Crystal 0.34.0 ist erschienen.

Die neue Version von Crystal, der kompilierbaren Programmiersprache mit Ruby-Syntax, ist erschienen. Zu den Hauptmerkmalen gehören ein Laufzeitsystem mit einer integrierten Ereignisschleife, in der alle Ein- und Ausgabeoperationen asynchron sind, UnterstĂŒtzung fĂŒr Multithreading (derzeit durch einen Compiler-Flag aktiviert) und eine Ă€ußerst einfache und komfortable Arbeit mit C-Bibliotheken.

Mit der Version 0.34.0 beginnt die Sprache offiziell, mit einer festen Gangart auf das erste echte Release (d.h. Version 1.0) zuzusteuern.

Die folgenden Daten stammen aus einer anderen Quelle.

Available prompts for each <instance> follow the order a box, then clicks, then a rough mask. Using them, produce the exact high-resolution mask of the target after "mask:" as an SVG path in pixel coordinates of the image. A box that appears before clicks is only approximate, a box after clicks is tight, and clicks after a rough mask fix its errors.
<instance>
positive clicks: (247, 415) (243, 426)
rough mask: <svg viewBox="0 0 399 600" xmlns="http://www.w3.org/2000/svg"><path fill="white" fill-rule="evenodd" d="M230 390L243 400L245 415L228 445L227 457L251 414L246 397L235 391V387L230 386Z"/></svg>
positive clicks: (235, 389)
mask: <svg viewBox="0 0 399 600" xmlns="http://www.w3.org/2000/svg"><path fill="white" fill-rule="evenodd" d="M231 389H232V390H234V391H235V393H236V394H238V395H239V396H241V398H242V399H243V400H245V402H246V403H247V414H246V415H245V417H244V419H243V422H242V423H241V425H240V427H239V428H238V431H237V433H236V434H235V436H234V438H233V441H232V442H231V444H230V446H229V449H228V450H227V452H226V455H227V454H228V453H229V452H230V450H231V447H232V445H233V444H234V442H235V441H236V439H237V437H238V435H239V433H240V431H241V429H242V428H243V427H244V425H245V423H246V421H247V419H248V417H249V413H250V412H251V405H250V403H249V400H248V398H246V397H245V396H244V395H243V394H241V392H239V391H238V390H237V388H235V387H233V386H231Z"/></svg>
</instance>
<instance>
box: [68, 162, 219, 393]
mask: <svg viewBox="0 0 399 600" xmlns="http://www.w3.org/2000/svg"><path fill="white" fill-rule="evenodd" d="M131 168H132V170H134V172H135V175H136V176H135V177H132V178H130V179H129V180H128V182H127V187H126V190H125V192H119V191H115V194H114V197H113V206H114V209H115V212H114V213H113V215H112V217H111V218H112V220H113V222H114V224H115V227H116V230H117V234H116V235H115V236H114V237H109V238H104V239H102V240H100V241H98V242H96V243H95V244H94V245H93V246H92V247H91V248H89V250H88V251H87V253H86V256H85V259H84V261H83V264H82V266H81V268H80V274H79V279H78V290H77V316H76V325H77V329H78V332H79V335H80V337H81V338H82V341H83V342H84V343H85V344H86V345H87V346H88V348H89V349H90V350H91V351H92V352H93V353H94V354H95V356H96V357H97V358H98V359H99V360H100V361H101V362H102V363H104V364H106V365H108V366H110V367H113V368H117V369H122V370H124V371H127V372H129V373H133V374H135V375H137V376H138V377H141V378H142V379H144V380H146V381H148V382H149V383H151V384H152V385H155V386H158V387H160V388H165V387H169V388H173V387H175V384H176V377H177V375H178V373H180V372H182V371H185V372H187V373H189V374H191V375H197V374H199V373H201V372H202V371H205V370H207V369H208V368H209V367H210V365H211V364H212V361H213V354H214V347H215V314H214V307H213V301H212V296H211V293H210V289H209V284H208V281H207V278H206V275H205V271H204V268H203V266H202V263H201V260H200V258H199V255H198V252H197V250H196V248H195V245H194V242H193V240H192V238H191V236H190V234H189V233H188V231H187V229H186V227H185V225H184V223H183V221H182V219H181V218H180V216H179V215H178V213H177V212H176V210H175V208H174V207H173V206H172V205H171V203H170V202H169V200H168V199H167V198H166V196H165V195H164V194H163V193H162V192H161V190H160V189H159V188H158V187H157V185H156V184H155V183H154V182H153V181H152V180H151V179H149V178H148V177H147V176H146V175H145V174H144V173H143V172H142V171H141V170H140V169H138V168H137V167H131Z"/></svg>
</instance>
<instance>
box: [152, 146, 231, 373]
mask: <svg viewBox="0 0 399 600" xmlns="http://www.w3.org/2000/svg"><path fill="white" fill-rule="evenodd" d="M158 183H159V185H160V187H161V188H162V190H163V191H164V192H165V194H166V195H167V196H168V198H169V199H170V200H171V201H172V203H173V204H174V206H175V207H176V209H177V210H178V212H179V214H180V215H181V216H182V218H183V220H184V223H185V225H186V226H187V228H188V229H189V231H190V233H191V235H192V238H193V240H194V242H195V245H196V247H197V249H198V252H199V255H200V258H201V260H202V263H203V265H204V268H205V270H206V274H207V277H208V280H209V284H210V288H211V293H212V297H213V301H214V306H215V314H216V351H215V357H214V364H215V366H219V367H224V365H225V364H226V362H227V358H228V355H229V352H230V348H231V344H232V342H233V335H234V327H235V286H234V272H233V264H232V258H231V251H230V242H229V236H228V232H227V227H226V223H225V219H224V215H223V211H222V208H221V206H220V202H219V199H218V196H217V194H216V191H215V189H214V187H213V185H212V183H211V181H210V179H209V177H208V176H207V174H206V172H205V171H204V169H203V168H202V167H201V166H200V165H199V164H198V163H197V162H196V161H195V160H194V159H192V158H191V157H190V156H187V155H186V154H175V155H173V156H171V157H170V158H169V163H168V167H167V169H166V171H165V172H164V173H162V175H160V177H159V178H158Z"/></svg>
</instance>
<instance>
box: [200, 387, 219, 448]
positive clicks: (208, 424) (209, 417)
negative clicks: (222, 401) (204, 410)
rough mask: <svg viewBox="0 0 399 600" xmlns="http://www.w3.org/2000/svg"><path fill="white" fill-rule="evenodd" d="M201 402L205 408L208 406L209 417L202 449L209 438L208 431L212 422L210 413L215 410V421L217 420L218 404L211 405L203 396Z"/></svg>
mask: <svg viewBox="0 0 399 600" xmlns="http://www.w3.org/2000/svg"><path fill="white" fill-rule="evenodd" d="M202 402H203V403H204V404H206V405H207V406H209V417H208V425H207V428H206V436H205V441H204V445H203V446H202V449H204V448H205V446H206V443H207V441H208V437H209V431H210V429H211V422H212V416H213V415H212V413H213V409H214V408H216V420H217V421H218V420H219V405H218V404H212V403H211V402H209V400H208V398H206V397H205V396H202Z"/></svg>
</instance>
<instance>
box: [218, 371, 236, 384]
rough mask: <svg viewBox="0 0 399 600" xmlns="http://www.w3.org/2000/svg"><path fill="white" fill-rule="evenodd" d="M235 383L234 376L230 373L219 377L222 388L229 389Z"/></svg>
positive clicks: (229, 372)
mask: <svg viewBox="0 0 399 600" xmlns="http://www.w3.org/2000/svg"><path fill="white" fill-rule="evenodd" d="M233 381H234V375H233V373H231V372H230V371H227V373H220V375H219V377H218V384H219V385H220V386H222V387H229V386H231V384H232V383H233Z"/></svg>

In der neuen Version von Crystal sind die folgenden Änderungen und Verbesserungen in der Reihenfolge ihrer Wichtigkeit zu verzeichnen:

  • Eine neue Logging-Bibliothek wurde zur API hinzugefĂŒgt Log, die im Gegensatz zur alten in der Lage ist, Nachrichten an verschiedene Backends zu senden und diese je nach "Quelle" unterschiedlich zu filtern.

  • Rudimente aus der Welt der Entwicklung in C, Errno und WinError, die fĂŒr primitive Ein- und Ausgabeoperationen genutzt wurden, verschwinden dank einer Hierarchie von Ausnahmen. IO::Error (dennoch ist niemand bisher daran gehindert, Errno zu verwenden).

  • Die automatische EinfĂŒgung von else nil aus dem Operator case/when/elsewurde entfernt, um das zufĂ€llige Auslassen einer der Verzweigungen durch den Entwickler zu vermeiden. when bei der Verarbeitung deterministischer FĂ€lle wie Enums und der Durchlauf von Typen aus Union. Mit anderen Worten, dieser Code wird nicht mehr funktionieren, ohne die Angabe eines weiteren when (wenn Char) oder einer Zuweisung else-Zweige:

a = 1 || 'x' || "foo"
Fall a
wenn Int32
# 

wenn String
# 

end

  • Compiler-Option disable_overflow nicht mehr verfĂŒgbar. Verwenden Sie fĂŒr Überlaufoperationen die Methoden &+ , &- , &*.

  • Array#fill fliegt jetzt schneller als eine Kugel, dank des Austauschs der langwierigen Schleife gegen einen einfachen memset;

  • Shard-Manager (Pakete), die, so paradox es auch klingen mag, shards, verwendet jetzt einen schnelleren und effizienteren AbhĂ€ngigkeitsauflösungsalgorithmus Molinillo, entdeckt in CocoaPods (Swift) und Builder (Ruby).

  • UnterstĂŒtzung fĂŒr LLVM 10, was theoretisch eine Leistungssteigerung, StabilitĂ€t usw. bringen sollte.


 und viele andere, aus meiner subjektiven Sicht, weniger wesentliche Verbesserungen.

Es ist erwĂ€hnenswert, dass Crystal eine auf LLVM basierende Sprache ist, die es ermöglicht, Anwendungen manchmal schneller, einfacher und prĂ€gnanter zu schreiben als mit ihren interpretierten „Verwandten“, wĂ€hrend gleichzeitig ein recht schnelles Binary erzeugt wird. Im Vergleich zu Golang hebt es sich als vollwertige OOP-Sprache mit UnterstĂŒtzung fĂŒr Generika und einer sehr einfachen und verstĂ€ndlichen Syntax ab. In seiner FunktionalitĂ€t Ă€hnelt es in vielerlei Hinsicht Nim, ist aber eindeutig auf die praktische Anwendung „hier und jetzt“ ausgerichtet, weshalb es in seiner API eine Vielzahl gut dokumentierter, nĂŒtzlicher und qualitativ hochwertiger Werkzeuge bietet, die von den Entwicklern der Sprache unterstĂŒtzt und daher recht stabil sind.